5. The Hidden Cost of Outsourcing Intelligence

We are, quietly and quickly, outsourcing more and more of our cognitive lives to AI. We ask it what to think about, how to phrase what we feel, what decision to make, what to read next. Heck I’ve asked AI to give me resources to read and enrich this article because I was too lazy to Google it! and sometimes it genuinely is time-saving. But if we zoom out for a minute, a more troubling picture starts to emerge.

This laziness will narrow our horizon, what the AI gives us will become what is “possible”..

Cognitive scientists have a concept called cognitive offloading, the practice of using external tools (notebooks, GPS, calculators) to reduce mental effort.[7] It’s not new; humans have always used tools to extend what our minds can do. But there’s a meaningful difference between a tool that amplifies a capability you still exercise (for example a calculator helping you calculate larger numbers) and one that replaces it entirely (asking AI to solve your math problem altogether).

Now scale that to reasoning, writing, planning, and judgment.

There’s growing concern among researchers that habitual AI-assisted decision-making may, over time, erode the very faculties that make human intelligence distinctive. One line of research published in Organizational Behavior and Human Decision Processes found that over-reliance on algorithmic recommendations reduced individuals’ independent analytical confidence over time.[8] Another body of work suggests that leaning heavily on AI for writing tasks can gradually narrow a writer’s own expressive range and voice and vocabulary.[9]

The deeper risk isn’t that AI will become smarter than us. It’s that we might, through accumulated convenience, become less capable versions of ourselves without ever noticing the drift. This thought keeps me up at night and I wish I had an answer for it. The only way out, is to accept that we need to slow down and go back to doing things the hard way, slow and boring way. There are no shortcuts for building our minds, thoughts, sophistication and character.

Again, this isn’t an argument against using AI, I use it every day in development and research. But there’s a difference between using a gym machine and having someone carry you everywhere. One builds strength overtime, the other slowly makes your legs useless.

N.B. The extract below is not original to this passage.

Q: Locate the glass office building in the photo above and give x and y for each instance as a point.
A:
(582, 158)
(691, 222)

The question worth asking is: which cognitive muscles are you still choosing to exercise?

References

  1. Patterson, D. et al. (2021). Carbon and the Wide Net: Measuring the Carbon Intensity of Machine Learning. arXiv:2104.10350.
  2. Bhaskaran, M., & Bhaskaran, V. (2020). Synaptic plasticity and learning: A review. Frontiers in Cellular Neuroscience, 14.
  3. Yonelinas, A. P. (2020). The capacity of human memory: Is there any limit to human memory? ResearchGate.
  4. Merzenich, M. (2013). Soft-Wired: How the New Science of Brain Plasticity Can Change Your Life. Parnassus Publishing.
  5. Moravec, H. (1988). Mind Children: The Future of Robot and Human Intelligence. Harvard University Press.
  6. Lake, B. M., Salakhutdinov, R., & Tenenbaum, J. B. (2015). Human-level concept learning through probabilistic program induction. Science, 350(6266), 1332–1338.
  7. Risko, E. F., & Gilbert, S. J. (2016). Cognitive offloading. Trends in Cognitive Sciences, 20(9), 676–688.
  8. Logg, J. M., Minson, J. A., & Moore, D. A. (2019). Algorithm appreciation: People prefer algorithmic to human judgment. Organizational Behavior and Human Decision Processes, 151, 90–103.
  9. Bender, E. M. et al. (2021). On the Dangers of Stochastic Parrots: Can Language Models Be Too Big? FAccT ‘21.